After reading this AC supply to pure Resistor topic of electric or network circuits, you will understand the theory, waveforms, phasor, formula, & also voltage, current, power calculation.
Voltage and Current Relationship
Let us consider a circuit having resitance R supplied by a ac source voltage v(t) as shown in Figure 1 is
v(t) = {V_m}\sin \omega t ….(1)
The current passes throgh resistance R will be
i(t) = \frac{{v(t)}}{R} = \frac{{{V_m}}}{R}\sin \omega t = {I_m}\sin \omega t
Thus,
i(t) = {I_m}\sin \omega t ….(2)
Phasor Diagram
The phasor representation of Equations (1) and (2), is shown in Figure 2, can be written and relate in phasor terms as
{\mathbf{I}} = \frac{{\mathbf{V}}}{R}
or,
{\mathbf{V}} = {\mathbf{I}}R
Equations (1) and (2) shows that both current and voltage are in phase so waveforms will look as shown in Figure 3.
Power calculation
The instantaneous power p(t) is defined by the product of instantaneous voltage v(t) and instantaneous current i(t).

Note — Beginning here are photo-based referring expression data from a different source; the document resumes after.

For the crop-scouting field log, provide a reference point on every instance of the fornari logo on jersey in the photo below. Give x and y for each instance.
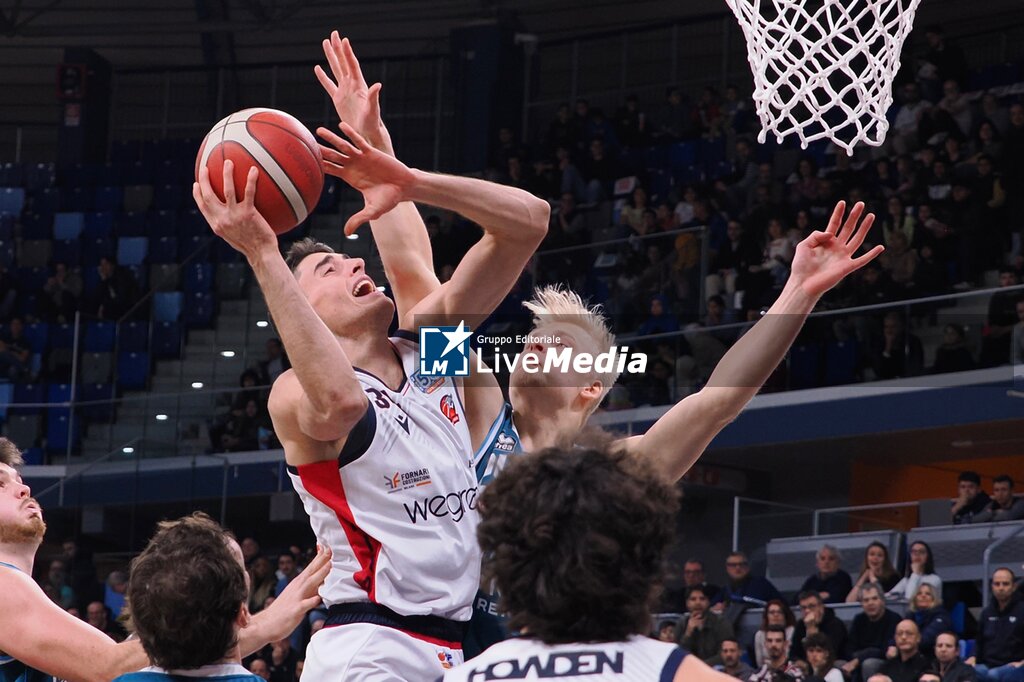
(562, 664)
(448, 409)
(404, 480)
(454, 504)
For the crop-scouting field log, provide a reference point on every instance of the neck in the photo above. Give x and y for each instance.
(545, 424)
(22, 555)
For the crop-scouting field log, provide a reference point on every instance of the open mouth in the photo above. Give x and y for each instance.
(364, 287)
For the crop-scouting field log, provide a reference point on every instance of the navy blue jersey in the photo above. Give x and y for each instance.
(12, 670)
(487, 626)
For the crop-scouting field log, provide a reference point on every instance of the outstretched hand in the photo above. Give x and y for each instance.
(238, 222)
(356, 104)
(383, 180)
(824, 258)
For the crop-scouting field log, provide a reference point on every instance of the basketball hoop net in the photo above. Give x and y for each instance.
(823, 69)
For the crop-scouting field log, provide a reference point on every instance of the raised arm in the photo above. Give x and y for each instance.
(678, 438)
(320, 398)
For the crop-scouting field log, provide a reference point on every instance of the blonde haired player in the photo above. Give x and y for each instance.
(548, 410)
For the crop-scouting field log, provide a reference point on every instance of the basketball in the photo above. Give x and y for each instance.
(287, 155)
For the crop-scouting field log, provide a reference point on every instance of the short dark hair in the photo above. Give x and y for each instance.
(185, 591)
(969, 476)
(574, 540)
(9, 454)
(305, 247)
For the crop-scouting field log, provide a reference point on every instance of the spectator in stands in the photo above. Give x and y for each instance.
(778, 662)
(871, 633)
(693, 576)
(999, 645)
(262, 583)
(971, 499)
(14, 352)
(905, 662)
(744, 588)
(776, 613)
(99, 617)
(816, 619)
(898, 353)
(116, 293)
(700, 631)
(921, 568)
(821, 658)
(947, 662)
(830, 582)
(732, 665)
(927, 611)
(1004, 506)
(1001, 318)
(952, 354)
(875, 568)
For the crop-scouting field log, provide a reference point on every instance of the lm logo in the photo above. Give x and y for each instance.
(444, 350)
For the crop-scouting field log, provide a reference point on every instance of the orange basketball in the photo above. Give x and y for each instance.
(289, 160)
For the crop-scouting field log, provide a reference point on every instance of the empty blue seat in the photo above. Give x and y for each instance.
(37, 335)
(109, 199)
(38, 176)
(98, 223)
(199, 311)
(11, 200)
(99, 337)
(133, 336)
(165, 250)
(199, 279)
(68, 252)
(167, 306)
(28, 393)
(132, 250)
(133, 370)
(61, 336)
(166, 339)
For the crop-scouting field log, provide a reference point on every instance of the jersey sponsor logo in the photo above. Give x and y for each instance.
(404, 480)
(426, 384)
(449, 410)
(544, 667)
(454, 504)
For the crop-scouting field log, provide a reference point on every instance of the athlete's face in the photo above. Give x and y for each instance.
(20, 515)
(341, 292)
(552, 340)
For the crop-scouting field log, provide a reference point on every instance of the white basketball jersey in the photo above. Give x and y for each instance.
(636, 659)
(397, 508)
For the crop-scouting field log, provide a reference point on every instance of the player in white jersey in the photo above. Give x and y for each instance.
(574, 540)
(40, 641)
(546, 410)
(381, 461)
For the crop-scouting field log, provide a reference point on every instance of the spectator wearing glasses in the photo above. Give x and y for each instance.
(1004, 506)
(921, 568)
(776, 613)
(816, 619)
(830, 582)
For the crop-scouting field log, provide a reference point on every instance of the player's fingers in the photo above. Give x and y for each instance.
(250, 196)
(837, 218)
(229, 182)
(325, 80)
(861, 232)
(851, 222)
(340, 144)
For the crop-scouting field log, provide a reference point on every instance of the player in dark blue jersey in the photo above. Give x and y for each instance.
(39, 641)
(188, 592)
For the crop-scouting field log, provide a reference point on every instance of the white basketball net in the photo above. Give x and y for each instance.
(823, 69)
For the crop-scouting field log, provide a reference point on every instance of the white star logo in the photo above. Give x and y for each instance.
(456, 338)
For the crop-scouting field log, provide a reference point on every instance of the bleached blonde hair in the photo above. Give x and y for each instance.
(557, 303)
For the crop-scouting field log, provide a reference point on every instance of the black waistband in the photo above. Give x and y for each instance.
(428, 626)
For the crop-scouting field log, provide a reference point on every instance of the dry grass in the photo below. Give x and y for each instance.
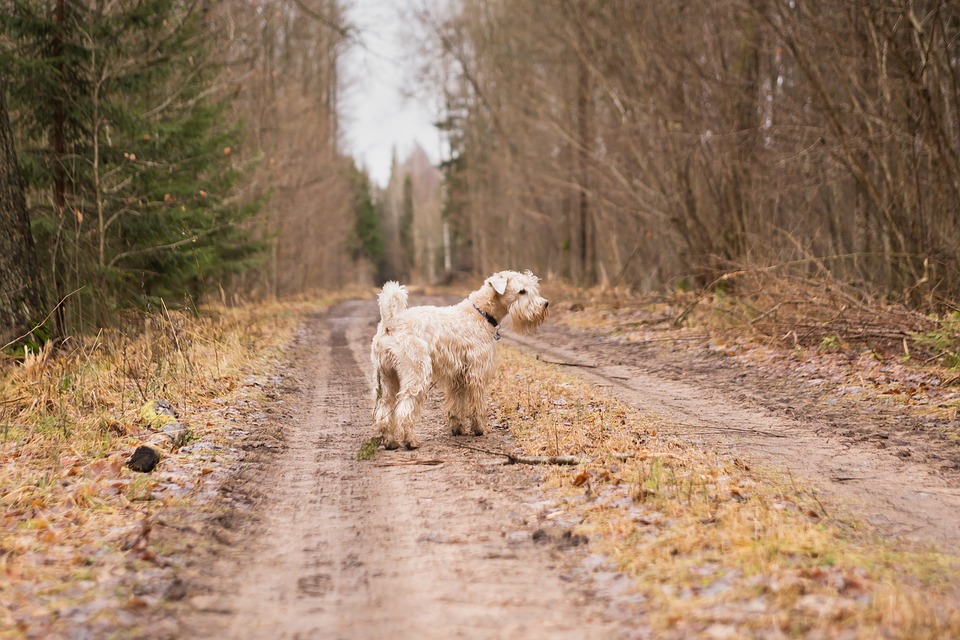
(718, 549)
(72, 516)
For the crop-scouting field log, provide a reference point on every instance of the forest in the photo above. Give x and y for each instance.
(725, 245)
(169, 150)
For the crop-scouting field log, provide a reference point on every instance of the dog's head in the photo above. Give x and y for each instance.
(517, 295)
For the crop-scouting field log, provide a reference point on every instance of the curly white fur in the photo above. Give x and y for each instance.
(450, 346)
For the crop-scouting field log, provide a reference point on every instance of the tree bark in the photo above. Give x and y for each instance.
(19, 273)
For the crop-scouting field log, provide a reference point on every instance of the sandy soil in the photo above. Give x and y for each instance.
(450, 543)
(873, 463)
(392, 548)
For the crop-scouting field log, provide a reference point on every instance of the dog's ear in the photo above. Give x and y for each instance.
(498, 282)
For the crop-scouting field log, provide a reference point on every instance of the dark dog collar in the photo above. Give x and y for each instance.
(493, 321)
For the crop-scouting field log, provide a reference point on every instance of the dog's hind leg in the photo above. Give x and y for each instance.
(387, 384)
(474, 399)
(415, 370)
(453, 404)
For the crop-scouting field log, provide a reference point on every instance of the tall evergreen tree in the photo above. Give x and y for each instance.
(19, 276)
(132, 179)
(367, 236)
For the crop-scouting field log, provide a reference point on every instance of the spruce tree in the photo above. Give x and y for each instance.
(133, 182)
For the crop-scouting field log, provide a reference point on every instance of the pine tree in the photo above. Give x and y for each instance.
(19, 277)
(367, 235)
(139, 160)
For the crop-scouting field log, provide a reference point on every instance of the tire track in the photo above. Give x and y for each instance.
(355, 550)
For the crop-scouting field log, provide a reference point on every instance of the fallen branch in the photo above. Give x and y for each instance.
(515, 459)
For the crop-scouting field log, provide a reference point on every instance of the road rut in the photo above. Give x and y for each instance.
(392, 548)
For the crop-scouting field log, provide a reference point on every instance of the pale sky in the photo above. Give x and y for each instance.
(377, 113)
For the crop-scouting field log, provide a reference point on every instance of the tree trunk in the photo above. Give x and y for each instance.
(19, 274)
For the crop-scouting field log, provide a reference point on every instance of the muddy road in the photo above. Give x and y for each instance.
(438, 543)
(445, 542)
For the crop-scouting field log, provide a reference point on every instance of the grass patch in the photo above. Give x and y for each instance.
(714, 546)
(71, 513)
(368, 450)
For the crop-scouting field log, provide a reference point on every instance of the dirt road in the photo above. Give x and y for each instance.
(399, 547)
(445, 542)
(887, 473)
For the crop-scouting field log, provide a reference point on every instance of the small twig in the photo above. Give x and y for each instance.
(570, 460)
(570, 364)
(751, 431)
(515, 459)
(409, 463)
(42, 322)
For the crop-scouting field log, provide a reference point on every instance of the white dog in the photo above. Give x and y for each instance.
(451, 346)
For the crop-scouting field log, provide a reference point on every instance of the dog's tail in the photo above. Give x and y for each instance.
(393, 300)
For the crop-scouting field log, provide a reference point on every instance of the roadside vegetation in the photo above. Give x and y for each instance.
(716, 548)
(75, 521)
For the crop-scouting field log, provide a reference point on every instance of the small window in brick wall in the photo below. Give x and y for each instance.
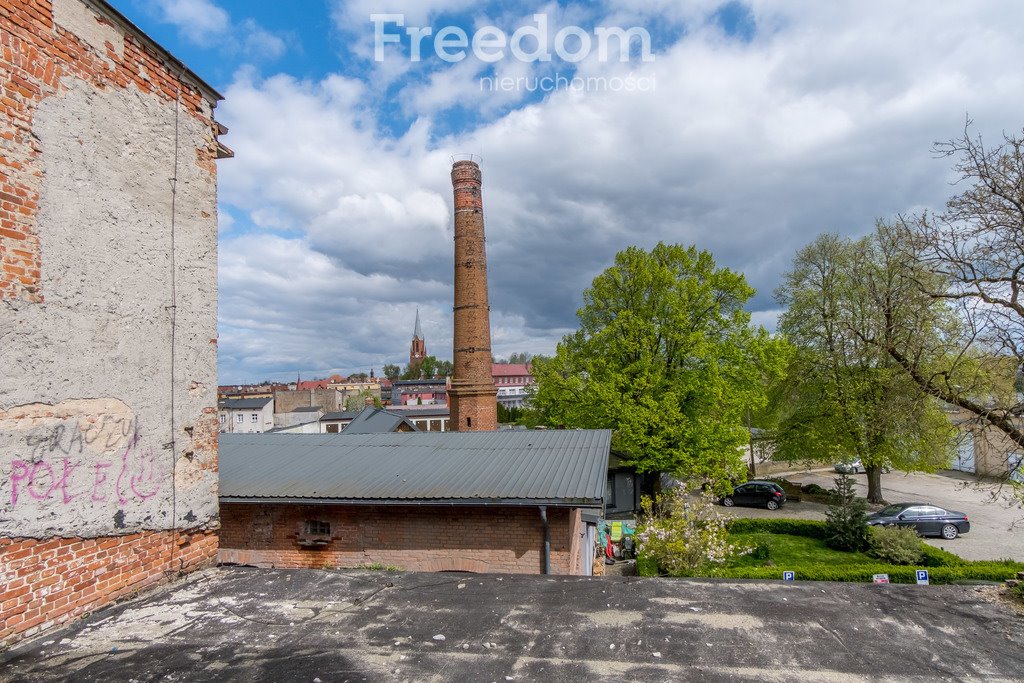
(316, 528)
(315, 534)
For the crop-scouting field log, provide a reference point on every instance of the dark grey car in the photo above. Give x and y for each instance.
(759, 494)
(927, 519)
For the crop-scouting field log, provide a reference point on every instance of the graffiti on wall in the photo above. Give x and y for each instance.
(78, 466)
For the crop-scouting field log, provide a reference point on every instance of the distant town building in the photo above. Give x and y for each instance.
(419, 392)
(426, 418)
(378, 421)
(511, 381)
(250, 390)
(299, 416)
(334, 423)
(246, 416)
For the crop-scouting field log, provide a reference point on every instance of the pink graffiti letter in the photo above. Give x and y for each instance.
(98, 478)
(62, 484)
(18, 472)
(42, 464)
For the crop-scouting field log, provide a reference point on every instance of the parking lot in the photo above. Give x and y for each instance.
(996, 527)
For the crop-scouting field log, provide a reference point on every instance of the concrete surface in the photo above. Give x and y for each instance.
(264, 625)
(996, 527)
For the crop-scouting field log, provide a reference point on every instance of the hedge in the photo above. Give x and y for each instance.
(808, 527)
(943, 566)
(994, 571)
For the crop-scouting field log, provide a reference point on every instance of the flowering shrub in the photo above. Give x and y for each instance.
(683, 531)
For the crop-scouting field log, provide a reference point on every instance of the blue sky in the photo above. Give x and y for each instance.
(763, 124)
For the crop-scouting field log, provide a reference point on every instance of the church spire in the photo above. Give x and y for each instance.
(418, 349)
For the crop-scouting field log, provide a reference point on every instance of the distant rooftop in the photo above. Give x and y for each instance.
(341, 415)
(377, 421)
(244, 403)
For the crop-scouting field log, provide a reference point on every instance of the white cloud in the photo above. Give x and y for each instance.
(200, 20)
(822, 122)
(207, 24)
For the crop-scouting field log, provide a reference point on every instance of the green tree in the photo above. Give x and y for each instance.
(972, 257)
(666, 356)
(844, 397)
(683, 531)
(846, 518)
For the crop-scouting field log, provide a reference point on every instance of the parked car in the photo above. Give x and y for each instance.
(927, 519)
(758, 494)
(856, 467)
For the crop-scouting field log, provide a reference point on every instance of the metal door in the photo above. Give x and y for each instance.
(965, 454)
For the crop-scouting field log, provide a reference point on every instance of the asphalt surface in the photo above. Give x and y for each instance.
(996, 524)
(317, 626)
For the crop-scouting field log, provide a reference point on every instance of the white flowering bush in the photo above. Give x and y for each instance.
(683, 531)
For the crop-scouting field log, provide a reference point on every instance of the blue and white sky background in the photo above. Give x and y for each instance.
(767, 123)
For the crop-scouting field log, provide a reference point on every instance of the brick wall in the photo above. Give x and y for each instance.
(35, 54)
(50, 582)
(415, 539)
(101, 508)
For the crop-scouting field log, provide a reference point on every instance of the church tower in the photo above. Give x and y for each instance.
(418, 349)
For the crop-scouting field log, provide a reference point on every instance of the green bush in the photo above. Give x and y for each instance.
(846, 518)
(895, 545)
(936, 557)
(808, 527)
(682, 532)
(646, 566)
(764, 545)
(968, 571)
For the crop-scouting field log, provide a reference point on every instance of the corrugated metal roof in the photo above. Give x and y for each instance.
(343, 415)
(568, 466)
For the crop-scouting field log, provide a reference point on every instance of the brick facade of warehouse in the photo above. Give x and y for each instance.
(516, 502)
(497, 540)
(108, 273)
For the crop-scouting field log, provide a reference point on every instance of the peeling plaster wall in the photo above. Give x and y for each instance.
(98, 436)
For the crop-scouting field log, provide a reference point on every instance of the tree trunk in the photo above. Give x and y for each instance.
(875, 484)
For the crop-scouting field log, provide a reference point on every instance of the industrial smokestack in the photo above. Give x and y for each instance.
(473, 396)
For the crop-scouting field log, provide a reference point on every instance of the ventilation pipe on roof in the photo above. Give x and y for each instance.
(547, 540)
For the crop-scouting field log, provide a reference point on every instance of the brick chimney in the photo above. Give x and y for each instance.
(473, 396)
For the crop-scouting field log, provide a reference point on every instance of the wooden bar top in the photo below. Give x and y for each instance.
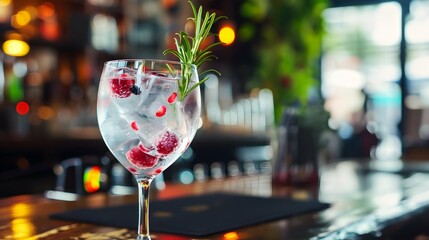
(365, 202)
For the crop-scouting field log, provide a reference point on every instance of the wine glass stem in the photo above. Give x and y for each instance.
(143, 229)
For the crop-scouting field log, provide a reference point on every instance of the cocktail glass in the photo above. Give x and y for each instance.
(145, 120)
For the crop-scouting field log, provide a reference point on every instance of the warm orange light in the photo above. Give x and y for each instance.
(45, 113)
(227, 35)
(22, 108)
(46, 10)
(5, 2)
(91, 179)
(16, 48)
(23, 17)
(50, 29)
(231, 236)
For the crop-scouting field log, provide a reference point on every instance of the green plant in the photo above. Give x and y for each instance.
(189, 51)
(289, 46)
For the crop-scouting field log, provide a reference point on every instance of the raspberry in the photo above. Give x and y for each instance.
(172, 98)
(121, 87)
(161, 111)
(167, 143)
(140, 159)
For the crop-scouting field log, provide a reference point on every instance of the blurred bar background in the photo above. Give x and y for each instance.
(372, 76)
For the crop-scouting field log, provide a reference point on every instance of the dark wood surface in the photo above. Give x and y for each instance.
(376, 202)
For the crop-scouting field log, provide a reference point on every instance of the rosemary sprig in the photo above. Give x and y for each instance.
(188, 48)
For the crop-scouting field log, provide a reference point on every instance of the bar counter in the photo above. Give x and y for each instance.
(369, 200)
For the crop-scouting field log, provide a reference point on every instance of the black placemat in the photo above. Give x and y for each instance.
(197, 215)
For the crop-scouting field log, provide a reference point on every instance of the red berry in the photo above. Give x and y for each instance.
(140, 159)
(134, 126)
(172, 98)
(161, 111)
(121, 87)
(167, 143)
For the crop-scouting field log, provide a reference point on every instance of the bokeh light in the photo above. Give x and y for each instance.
(22, 108)
(16, 48)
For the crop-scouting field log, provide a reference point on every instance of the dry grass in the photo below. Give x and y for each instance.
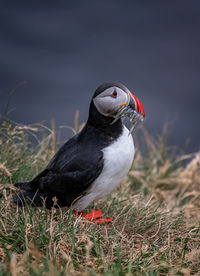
(156, 227)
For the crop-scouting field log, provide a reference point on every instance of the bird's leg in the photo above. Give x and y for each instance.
(93, 216)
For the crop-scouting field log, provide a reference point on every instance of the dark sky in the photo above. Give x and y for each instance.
(65, 49)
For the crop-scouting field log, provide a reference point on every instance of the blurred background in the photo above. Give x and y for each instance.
(64, 49)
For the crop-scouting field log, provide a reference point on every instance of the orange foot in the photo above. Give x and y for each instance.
(94, 216)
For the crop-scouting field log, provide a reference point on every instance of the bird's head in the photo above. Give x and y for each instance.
(114, 101)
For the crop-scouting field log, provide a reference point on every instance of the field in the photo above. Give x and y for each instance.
(155, 211)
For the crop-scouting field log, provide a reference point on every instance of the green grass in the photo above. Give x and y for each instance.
(155, 210)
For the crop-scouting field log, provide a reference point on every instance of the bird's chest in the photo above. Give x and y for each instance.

The instantaneous power waveform as shown in Figure 3. And according to the definition, instantaneous power p(t) write as
p(t) = v(t)i(t) ….(3)
Using Equation (3), the average power is defined as
{P_{av}} = \frac{1}{T}\int\limits_0^T {p(t)dt}
Also,
{P_{av}} = \frac{1}{T}\int\limits_0^T {v(t)i(t)dt}
= \frac{1}{T}\int\limits_0^T {\left( {{V_m}\sin \omega t} \right)\left( {{I_m}\sin \omega t} \right)dt}
= \frac{{{V_m}{I_m}}}{T}\int\limits_0^T {{{\sin }^2}\omega tdt}
= \frac{{{V_m}{I_m}}}{{2T}}\int\limits_0^T {\left( {1 – \cos 2\omega t} \right)dt}
= \frac{{{V_m}{I_m}}}{2}
= \frac{{{V_m}}}{{\sqrt 2 }}\frac{{{I_m}}}{{\sqrt 2 }}
= {V_{rms}}{I_{rms}}
Thus,
{P_{av}} = {V_{rms}}{I_{rms}}.
Also, Figure 3 shows that the frequency of instantaneous power {f_p} is twice the frequency of instantaneous voltage {f_v} or the frequency of instantaneous current {f_i} as
{f_p} = 2{f_i}{\text{ }}or{\text{ }}2{f_v}